Dr. Atul A. Kulkarni, M.D. (Paed)*, Dr. Sachin M. Andhalkar, Resident**
Department of Paediatrics, Ashwini Sahakari Rugnalaya & Research Centre, Solapur.*, Department of Paediatrics, Ashwini Sahakari Rugnalaya & Research Centre, Solapur. **
|Case History: A full term female neonate born to 23 years primigravida with birth weight 2.8 kg and evidence of delayed cry after birth. Antenatally, ultrasound reveals fetal ascites at 28 weeks of gestation and termination of pregnancy was advised at Pune. TORCH screening was negative. Pregnancy was continued and at term ultrasound showed increase in fetal ascites with? partially obstructed umbilical venous flow with IUGR, done at Solapur.
After normal vaginal delivery, baby required resuscitation and about 200ml of clear ascitic tap was done immediately and baby shifted to NICU. Basic support with IV Fluids and Oxygenation was given.
About 1.5 litres of ascitic fluid was tapped gradually over 48 hours, by the end of second day weighing the baby only 1.6 kg.
- Complete blood count was norma
- Retic count 3% with no evidence of hemolysis
- Blood urea - 16 mg /dl, Sr. Creatinine - 0.4 mg /dl
- SGPT and Sr. Proteins are within normal limits
- X-ray reviewed homogenous opacity in abdomen
- USG reviewed minimal ascitic fluid after tapping, with no organomegaly. Liver and kidney was normal with no obstructive signs like hydroureter, hydronephrosis, hypertrophic bladder. No chyle was seen. Ascitic fluid was transudative in nature.

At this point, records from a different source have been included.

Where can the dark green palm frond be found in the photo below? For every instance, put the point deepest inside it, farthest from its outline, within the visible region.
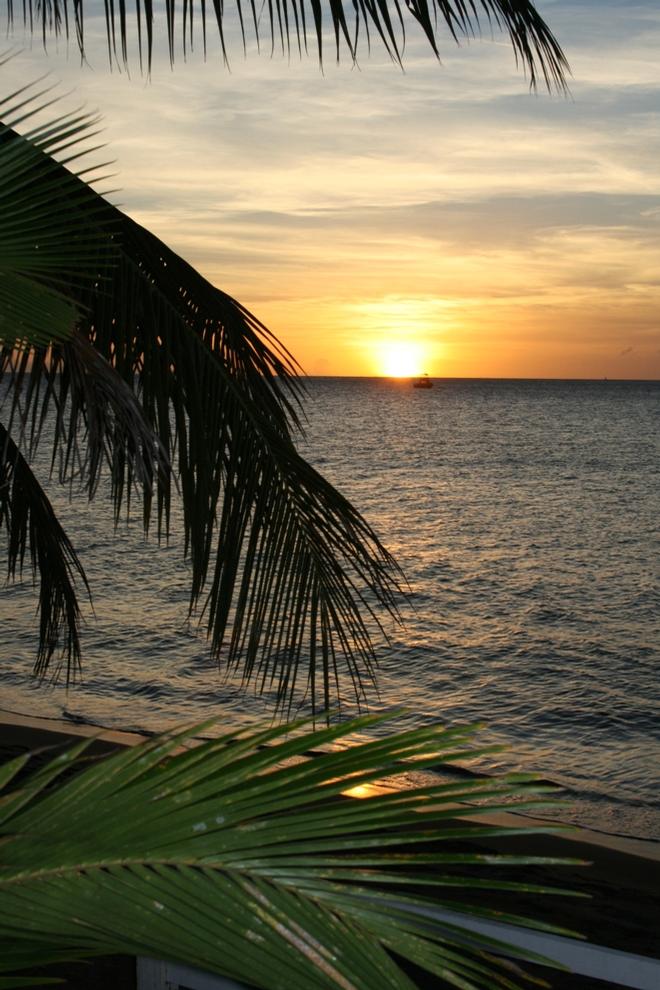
(298, 21)
(30, 524)
(240, 857)
(47, 240)
(289, 572)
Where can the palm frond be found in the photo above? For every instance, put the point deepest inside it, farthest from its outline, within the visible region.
(231, 857)
(287, 570)
(31, 526)
(38, 203)
(301, 23)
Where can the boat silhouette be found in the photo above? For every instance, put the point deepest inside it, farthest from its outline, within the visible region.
(422, 382)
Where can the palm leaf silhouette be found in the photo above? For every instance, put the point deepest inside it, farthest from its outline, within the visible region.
(164, 375)
(300, 23)
(241, 856)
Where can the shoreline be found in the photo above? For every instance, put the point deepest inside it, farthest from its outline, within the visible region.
(619, 875)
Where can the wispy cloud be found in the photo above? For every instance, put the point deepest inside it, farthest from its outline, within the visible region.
(520, 230)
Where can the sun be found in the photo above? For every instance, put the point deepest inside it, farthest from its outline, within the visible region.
(401, 359)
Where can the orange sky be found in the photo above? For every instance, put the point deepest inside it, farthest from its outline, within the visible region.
(444, 215)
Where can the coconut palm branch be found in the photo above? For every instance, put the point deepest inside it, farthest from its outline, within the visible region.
(164, 374)
(36, 201)
(298, 23)
(242, 856)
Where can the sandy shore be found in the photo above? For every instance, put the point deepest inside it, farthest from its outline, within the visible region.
(622, 880)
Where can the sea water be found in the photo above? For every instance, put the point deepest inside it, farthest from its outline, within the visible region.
(525, 515)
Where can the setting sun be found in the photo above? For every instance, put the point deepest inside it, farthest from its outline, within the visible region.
(401, 359)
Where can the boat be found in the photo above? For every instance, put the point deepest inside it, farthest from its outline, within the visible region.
(422, 382)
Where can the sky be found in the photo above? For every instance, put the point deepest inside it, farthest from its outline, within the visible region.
(441, 219)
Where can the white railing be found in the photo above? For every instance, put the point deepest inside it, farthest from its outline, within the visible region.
(582, 958)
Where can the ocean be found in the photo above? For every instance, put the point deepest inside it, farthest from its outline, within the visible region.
(526, 517)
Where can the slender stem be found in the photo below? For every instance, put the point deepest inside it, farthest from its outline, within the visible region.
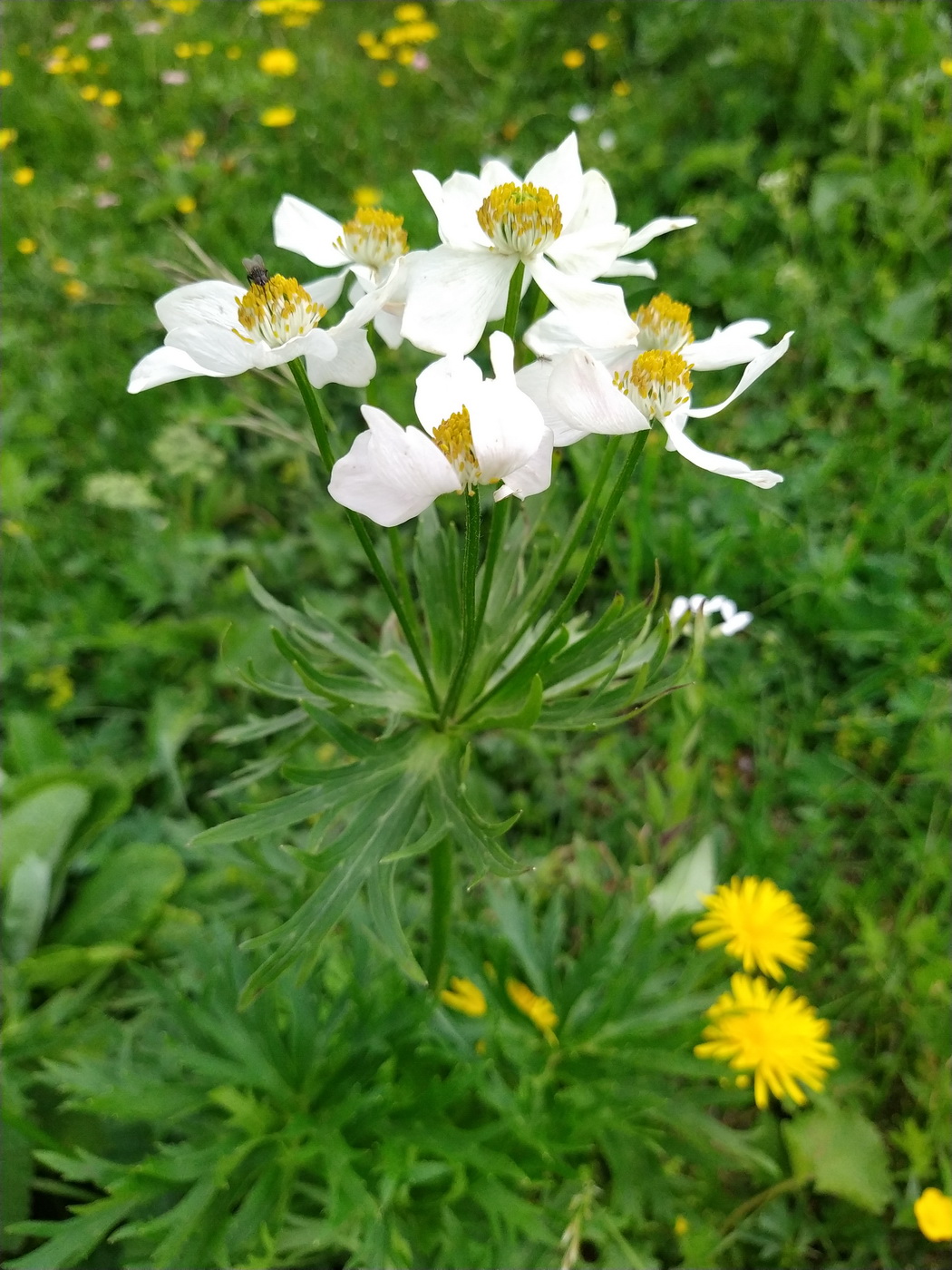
(441, 911)
(513, 301)
(471, 562)
(536, 654)
(321, 423)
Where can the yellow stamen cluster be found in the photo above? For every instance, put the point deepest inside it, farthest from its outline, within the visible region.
(772, 1032)
(277, 310)
(453, 438)
(759, 923)
(657, 380)
(539, 1010)
(664, 324)
(374, 238)
(520, 220)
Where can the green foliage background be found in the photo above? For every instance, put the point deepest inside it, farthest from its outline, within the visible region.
(811, 142)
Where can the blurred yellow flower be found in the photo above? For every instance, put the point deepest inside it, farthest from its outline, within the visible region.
(772, 1032)
(367, 196)
(463, 996)
(539, 1010)
(278, 61)
(278, 116)
(933, 1212)
(759, 924)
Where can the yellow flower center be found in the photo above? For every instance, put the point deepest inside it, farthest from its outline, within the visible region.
(657, 381)
(664, 324)
(520, 220)
(374, 238)
(277, 310)
(453, 438)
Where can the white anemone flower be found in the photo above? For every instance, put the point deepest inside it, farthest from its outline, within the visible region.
(625, 387)
(732, 622)
(475, 432)
(212, 329)
(560, 222)
(368, 247)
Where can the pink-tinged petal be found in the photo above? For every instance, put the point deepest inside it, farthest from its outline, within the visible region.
(164, 366)
(532, 478)
(353, 364)
(580, 389)
(209, 301)
(761, 364)
(311, 232)
(594, 308)
(452, 295)
(560, 173)
(390, 474)
(444, 387)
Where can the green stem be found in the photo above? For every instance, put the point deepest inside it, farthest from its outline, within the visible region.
(513, 301)
(321, 423)
(441, 911)
(471, 562)
(535, 657)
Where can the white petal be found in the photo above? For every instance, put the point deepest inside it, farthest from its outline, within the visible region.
(581, 391)
(532, 478)
(594, 308)
(452, 295)
(390, 474)
(164, 366)
(311, 232)
(353, 364)
(560, 173)
(199, 302)
(761, 364)
(444, 387)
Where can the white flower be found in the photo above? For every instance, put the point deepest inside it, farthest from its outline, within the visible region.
(368, 245)
(730, 625)
(478, 432)
(559, 221)
(213, 329)
(647, 376)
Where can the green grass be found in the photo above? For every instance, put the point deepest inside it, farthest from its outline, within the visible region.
(821, 752)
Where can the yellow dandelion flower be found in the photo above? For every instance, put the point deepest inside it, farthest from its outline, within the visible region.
(465, 996)
(933, 1212)
(278, 61)
(761, 924)
(539, 1010)
(772, 1032)
(278, 116)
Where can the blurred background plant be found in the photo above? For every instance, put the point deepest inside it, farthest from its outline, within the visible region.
(345, 1121)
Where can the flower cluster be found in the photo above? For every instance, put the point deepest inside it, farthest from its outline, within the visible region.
(599, 367)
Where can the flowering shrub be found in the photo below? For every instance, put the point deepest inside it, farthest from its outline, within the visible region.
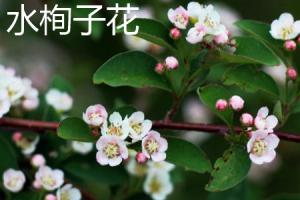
(126, 152)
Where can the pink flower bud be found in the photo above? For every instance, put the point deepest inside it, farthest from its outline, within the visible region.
(171, 62)
(159, 68)
(246, 119)
(141, 158)
(236, 103)
(292, 73)
(36, 184)
(38, 160)
(221, 104)
(175, 33)
(17, 136)
(50, 197)
(222, 38)
(290, 45)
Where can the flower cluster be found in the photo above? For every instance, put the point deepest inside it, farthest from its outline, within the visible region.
(16, 92)
(235, 102)
(115, 130)
(170, 63)
(203, 22)
(157, 183)
(262, 143)
(287, 29)
(46, 179)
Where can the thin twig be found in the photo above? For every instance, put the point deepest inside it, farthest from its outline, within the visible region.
(42, 126)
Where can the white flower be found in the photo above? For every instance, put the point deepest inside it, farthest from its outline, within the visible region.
(4, 102)
(210, 19)
(261, 147)
(162, 166)
(179, 17)
(38, 160)
(194, 9)
(196, 34)
(82, 147)
(116, 126)
(158, 185)
(5, 72)
(154, 146)
(264, 122)
(139, 127)
(111, 150)
(50, 179)
(68, 192)
(60, 101)
(95, 115)
(135, 168)
(13, 180)
(285, 28)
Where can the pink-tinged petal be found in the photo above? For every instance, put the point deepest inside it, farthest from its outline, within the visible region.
(158, 157)
(154, 134)
(137, 116)
(101, 158)
(115, 118)
(260, 134)
(102, 141)
(171, 14)
(263, 112)
(272, 140)
(297, 27)
(163, 144)
(147, 125)
(250, 144)
(286, 18)
(271, 122)
(256, 159)
(269, 156)
(115, 161)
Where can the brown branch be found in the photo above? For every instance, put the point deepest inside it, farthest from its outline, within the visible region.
(41, 126)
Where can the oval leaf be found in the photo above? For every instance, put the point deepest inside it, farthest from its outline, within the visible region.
(75, 129)
(251, 80)
(209, 96)
(230, 169)
(153, 31)
(187, 155)
(133, 68)
(254, 50)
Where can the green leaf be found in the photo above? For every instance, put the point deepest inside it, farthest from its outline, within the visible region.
(254, 50)
(133, 68)
(61, 84)
(230, 169)
(209, 96)
(7, 155)
(187, 155)
(251, 80)
(75, 129)
(153, 31)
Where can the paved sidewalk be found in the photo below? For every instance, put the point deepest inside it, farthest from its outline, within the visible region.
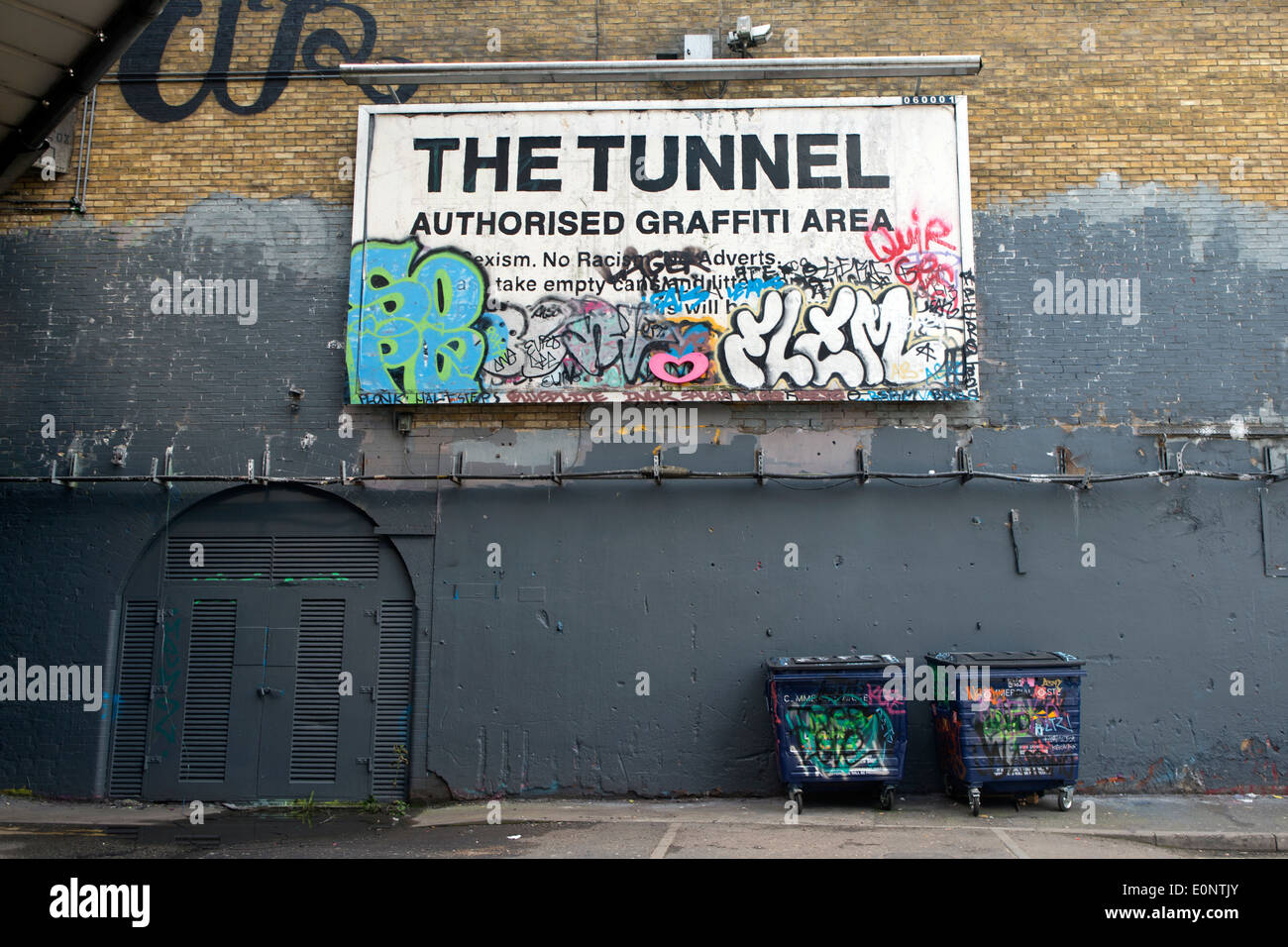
(1207, 823)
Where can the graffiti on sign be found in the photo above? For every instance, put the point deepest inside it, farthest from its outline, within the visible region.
(506, 268)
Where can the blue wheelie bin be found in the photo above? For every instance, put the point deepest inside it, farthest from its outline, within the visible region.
(1016, 733)
(833, 724)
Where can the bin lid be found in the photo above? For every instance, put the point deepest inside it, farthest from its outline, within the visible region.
(1006, 659)
(836, 663)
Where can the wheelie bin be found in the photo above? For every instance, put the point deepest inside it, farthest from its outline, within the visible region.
(1016, 733)
(833, 724)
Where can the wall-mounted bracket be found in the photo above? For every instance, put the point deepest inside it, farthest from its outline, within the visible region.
(1276, 463)
(1014, 525)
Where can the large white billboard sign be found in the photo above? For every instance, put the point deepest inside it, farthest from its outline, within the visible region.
(811, 250)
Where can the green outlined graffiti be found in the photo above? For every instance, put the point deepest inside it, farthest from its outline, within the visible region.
(840, 733)
(415, 325)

- Colour doppler was normal
After general condition stabilized, baby accepted the feeds and gradually showed improvement with no recurrence of ascites and was discharged.
After 1 month baby was normal, with weight 2.3 kg, no ascitis, only abdominal wall weakness present.
Now, the patient is 10 years old with normal mental, social, behavioural development and scholastic performance.